Zawsze zaczyna się cicho. Kilka przypadków, kilka zakażonych zwierząt, zaniepokojeni, ale ostrożni naukowcy… Potem iskra zapłonęła. Czy pamiętacie te dni w marcu 2020 roku, kiedy słowo „lockdown” wkroczyło w naszą codzienność? Co by się stało, gdyby podobny scenariusz rozegrał się na naszych oczach, a my nie zwrócilibyśmy na niego uwagi? To właśnie wywołało kryzys związany z COVID-19. I tym razem nie chodzi o nieznany wirus, ale o coś, co może zaatakować od dawna: ptasią grypę.
David Quammen, pisarz, który miał rację

David Quammen nie jest prorokiem, ale jego analizy już dowiodły swojej trafności. W swojej książce „Spillover” , opublikowanej przed pandemią COVID-19, ostrzegał już przed ryzykiem zoonoz – chorób przenoszonych ze zwierząt na ludzi. W tamtym czasie jego stwierdzenia wydawały się niepokojące, a nawet przesadzone . Historia jednak przyznała mu rację.

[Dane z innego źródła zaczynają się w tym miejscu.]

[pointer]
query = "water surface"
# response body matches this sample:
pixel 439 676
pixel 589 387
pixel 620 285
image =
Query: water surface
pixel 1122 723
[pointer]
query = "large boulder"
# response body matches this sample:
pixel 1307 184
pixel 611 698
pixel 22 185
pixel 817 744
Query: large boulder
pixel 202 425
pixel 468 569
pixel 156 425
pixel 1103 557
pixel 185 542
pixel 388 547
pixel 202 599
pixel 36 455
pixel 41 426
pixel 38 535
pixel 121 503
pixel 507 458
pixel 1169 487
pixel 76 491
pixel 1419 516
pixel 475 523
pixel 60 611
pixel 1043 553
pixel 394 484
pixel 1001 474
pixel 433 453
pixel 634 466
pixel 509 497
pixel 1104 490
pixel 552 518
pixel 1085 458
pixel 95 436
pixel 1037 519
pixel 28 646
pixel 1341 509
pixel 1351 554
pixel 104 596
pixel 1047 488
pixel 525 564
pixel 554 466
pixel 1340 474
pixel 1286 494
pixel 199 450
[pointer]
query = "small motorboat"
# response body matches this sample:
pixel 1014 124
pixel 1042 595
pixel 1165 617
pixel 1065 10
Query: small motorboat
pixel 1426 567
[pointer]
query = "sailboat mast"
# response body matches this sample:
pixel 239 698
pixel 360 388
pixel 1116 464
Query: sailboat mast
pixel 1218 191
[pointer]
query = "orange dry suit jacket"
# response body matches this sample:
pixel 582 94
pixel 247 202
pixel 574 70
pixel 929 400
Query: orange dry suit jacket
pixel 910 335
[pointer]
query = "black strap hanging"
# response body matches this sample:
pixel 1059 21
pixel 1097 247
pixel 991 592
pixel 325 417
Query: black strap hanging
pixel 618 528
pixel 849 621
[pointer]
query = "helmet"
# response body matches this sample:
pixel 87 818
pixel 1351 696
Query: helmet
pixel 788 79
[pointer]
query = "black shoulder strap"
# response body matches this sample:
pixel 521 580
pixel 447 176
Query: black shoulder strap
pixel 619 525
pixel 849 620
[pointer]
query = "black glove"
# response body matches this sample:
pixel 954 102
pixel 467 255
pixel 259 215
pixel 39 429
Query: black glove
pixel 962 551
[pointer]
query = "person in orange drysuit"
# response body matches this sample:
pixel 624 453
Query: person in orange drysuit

Quammen zwraca dziś uwagę na dobrze znany wirus: ptasią grypę H5N1. Wirus ten nie jest nowy, ale jego niedawna mutacja i szybkie rozprzestrzenianie się niepokoją społeczność naukową.
Wirus już obecny u zwierząt

Wirus H5N1 nie jest już tylko teoretycznym zagrożeniem. W kwietniu 2025 roku chorobę zdiagnozowano u owcy na farmie w Yorkshire – to pierwszy taki przypadek w Wielkiej Brytanii. Tymczasem Stany Zjednoczone zmagają się z gwałtownym wzrostem liczby zakażeń wśród stad mlecznych: ponad 1000 farm zostało dotkniętych chorobą, a ponad 168 milionów ptaków zostało wybitych.